A DNS, or Domain Name Server, is a central part of the internet that converts human-readable URLs into computer-readable IP addresses. This is what connects your gadgets to the internet and allows you to view the material you desire.
It's common for people to alter their DNS to improve performance, security, or both! While there are many paid options, we prefer freebies. We'll go over what to think about while switching your DNS, as well as the 14 best free DNS servers to use.
UncensoredDNS is based in Denmark and is entirely run and funded by its founder, Thomas Steen Rasmussen. It's a terrific option for folks who live near FreeDNS, with security features, performance boosts, and dependability.
CleanBrowsing is accessible in both free and paid editions. The free DNS server prioritizes privacy, particularly for families with children. It has three free filters and blocks the majority of pornographic content.
This Russia-based option has a whole list of features:
Performance – Gets you faster access to the web
Protection – Blocks malware and bots
Content filtering – Prohibits access to adult content
OpenDNS, which is owned by Cisco, offers two free options: Family Shield and Home. Parents who want to ensure that their children do not have access to improper content can use Family Shield. Home is concerned with internet security and performance.
Cloudflare's free DNS service, dubbed the "fastest DNS resolver on Earth," includes the following features:
Unmetered Mitigation of DDoS
Shared SSL certificate
18.104.22.168 with Warp (22.214.171.124)
126.96.36.199 with Warp is a Cloudflare subproduct for mobile devices. The app “replaces the connection between your phone and the internet with a contemporary, efficient protocol” when you download it to your smartphone or tablet. They also promise to never sell your information, which is always a plus.
Google Public DNS (188.8.131.52)
Google's own DNS service is also available for free. It focuses on “results speed, security, and validity.” There is no site-blocking with Public DNS; it merely provides DNS resolution and caching.
Comodo Secure DNS (184.108.40.206)
The cloud-based Secure Internet Gateway Gold bundle from Comodo Secure DNS is completely free (up to 300,000 monthly DNS requests). This accomplishes the following:
Advanced threat protection, phishing, malware, and C&C callbacks
80+ content categories are filtered on the web.
On-network and off-network web access policy protection
All linked devices are visible in real-time.
Quad9 places a premium on security, privacy, and performance, and was formed with the objective of making the internet a safer place for everyone. It protects your privacy by blocking dangerous URLs, phishing, and malware. Quad9 is always growing into new areas. On the DNS Performance Analytics and Comparison ratings, it is now ranked No. 8.
Verisign Public DNS(220.127.116.11)
Verisign claims its improved stability and security features, as well as the fact that it does not sell or target ads to third-party organizations. After an asset sale on October 9, Verisign became Neustar UltraDNS Public in the fourth quarter of 2020.
OpenNIC is, at its foundation, an attempt to combat censorship. This free DNS server, which is managed entirely by volunteers, makes the entire internet available to anyone. They help prevent "DNS hijacking," in which an ISP takes control of frequently mistyped URLs.
UltraRecursive DNS (18.104.22.168)
UltraRecursive DNS from Neustar is another well-rounded solution. It improves performance by providing speedy query resolution and dependable infrastructure. Malware, harmful websites, phishing, spyware, and bots are also blocked (plus DDoS protection).
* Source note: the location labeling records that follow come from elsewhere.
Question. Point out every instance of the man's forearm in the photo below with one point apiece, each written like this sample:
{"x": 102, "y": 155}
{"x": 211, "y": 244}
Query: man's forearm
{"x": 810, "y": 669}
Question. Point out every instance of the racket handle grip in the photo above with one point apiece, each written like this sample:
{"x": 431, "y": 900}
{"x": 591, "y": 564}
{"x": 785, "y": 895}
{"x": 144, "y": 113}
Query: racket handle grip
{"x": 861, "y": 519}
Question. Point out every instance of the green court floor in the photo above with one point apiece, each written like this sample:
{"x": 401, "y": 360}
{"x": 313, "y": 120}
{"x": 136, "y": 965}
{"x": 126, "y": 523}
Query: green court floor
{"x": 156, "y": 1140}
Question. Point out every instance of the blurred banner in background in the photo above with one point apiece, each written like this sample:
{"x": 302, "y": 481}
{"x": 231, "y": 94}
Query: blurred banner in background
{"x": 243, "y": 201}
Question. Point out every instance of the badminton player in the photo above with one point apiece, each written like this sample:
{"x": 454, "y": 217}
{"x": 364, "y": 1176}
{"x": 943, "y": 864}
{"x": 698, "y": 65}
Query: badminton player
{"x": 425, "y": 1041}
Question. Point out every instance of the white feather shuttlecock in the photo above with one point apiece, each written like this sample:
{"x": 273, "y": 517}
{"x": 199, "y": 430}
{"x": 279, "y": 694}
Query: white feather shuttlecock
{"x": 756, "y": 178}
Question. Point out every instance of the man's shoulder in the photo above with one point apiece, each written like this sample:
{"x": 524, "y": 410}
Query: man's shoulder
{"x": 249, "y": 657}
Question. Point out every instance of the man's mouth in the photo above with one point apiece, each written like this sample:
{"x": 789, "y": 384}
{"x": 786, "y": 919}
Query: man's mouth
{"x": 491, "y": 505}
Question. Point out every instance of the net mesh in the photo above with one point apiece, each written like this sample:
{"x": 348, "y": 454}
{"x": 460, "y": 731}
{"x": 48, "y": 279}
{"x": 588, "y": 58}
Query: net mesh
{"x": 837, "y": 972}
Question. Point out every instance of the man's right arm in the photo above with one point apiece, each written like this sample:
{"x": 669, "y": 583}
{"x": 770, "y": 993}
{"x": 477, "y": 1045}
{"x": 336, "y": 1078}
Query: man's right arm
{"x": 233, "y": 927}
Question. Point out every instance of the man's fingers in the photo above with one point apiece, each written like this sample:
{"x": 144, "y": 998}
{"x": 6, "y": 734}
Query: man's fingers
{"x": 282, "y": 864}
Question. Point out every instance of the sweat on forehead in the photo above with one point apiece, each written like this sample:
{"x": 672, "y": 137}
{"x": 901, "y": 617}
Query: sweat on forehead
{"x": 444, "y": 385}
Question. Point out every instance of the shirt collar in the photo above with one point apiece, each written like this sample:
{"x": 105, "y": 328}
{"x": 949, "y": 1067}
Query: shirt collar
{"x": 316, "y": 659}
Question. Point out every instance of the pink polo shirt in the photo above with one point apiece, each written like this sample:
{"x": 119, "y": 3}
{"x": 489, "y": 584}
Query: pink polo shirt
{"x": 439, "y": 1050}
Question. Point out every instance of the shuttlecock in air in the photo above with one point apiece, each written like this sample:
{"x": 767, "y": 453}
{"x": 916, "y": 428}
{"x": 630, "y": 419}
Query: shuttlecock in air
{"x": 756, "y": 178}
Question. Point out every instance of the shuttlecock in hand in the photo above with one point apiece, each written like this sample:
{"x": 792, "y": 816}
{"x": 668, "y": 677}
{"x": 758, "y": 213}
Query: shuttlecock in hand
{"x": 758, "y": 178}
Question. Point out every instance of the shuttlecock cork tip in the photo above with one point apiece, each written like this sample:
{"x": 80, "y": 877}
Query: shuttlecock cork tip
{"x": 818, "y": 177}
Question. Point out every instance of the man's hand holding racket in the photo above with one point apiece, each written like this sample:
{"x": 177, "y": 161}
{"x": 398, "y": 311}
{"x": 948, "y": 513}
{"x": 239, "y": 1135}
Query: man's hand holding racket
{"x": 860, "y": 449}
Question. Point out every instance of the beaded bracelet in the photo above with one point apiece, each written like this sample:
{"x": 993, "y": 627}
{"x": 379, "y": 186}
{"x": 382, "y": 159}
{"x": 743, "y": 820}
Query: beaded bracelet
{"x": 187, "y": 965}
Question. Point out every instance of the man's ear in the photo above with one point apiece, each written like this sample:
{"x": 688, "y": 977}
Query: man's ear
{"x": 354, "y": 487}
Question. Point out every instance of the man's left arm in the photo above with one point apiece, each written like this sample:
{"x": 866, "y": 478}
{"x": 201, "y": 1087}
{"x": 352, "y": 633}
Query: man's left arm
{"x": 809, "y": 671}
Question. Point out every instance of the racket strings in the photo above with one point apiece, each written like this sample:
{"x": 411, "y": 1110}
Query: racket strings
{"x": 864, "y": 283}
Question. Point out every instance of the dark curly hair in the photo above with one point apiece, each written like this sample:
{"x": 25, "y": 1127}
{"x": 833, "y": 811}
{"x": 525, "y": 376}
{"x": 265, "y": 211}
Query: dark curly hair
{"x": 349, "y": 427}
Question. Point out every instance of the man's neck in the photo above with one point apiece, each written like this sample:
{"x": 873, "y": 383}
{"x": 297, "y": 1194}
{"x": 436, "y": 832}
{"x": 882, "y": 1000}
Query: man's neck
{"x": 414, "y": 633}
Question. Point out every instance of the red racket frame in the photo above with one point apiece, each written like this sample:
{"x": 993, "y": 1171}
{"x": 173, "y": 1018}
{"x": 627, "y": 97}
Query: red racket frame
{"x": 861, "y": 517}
It will also filter out any stuff that is deemed unsuitable or obscene.
Alternate DNS (22.214.171.124)
Are you tired of seeing so many advertisements on the internet? Alternate DNS is your best option. They keep track of recognized ad-serving domains and respond with a null response to prevent advertising from connecting to your network.
AdGuard DNS (126.96.36.199)
AdGuard DNS works on ad blocking as well. If you want to extend parental controls to younger web users, it also prohibits counters, harmful websites, and adult content.
What you want to get out of altering your DNS and where you live will determine which free DNS server is ideal for you. Check out this tool to compare each DNS provider for your location if you're tech-savvy.
Free DNS vs. paid DNS
Aside from the apparent cost difference between a free and commercial DNS, free DNS services usually have fewer features. A premium DNS will provide enhanced security and performance, as well as improved customer service and customization possibilities. In general, a free DNS will suffice for most uses.
Public DNS vs. private DNS
The general public can use a public DNS, which is normally provided by your internet service provider or a specialized DNS provider. Companies generally use a private DNS to make internal-only websites/IP addresses more accessible to employees. At home, you're usually on a public DNS, while at work, you're on either a private or public DNS.
Default DNS vs. third-party DNS
Your internet service provider (ISP) provides a default DNS that your network uses to connect to the internet when you have internet access. Customers' data and internet activity can be collected by ISPs. A third-party DNS can perform the same thing, however, it's more difficult to trace the connection back to specific people or families.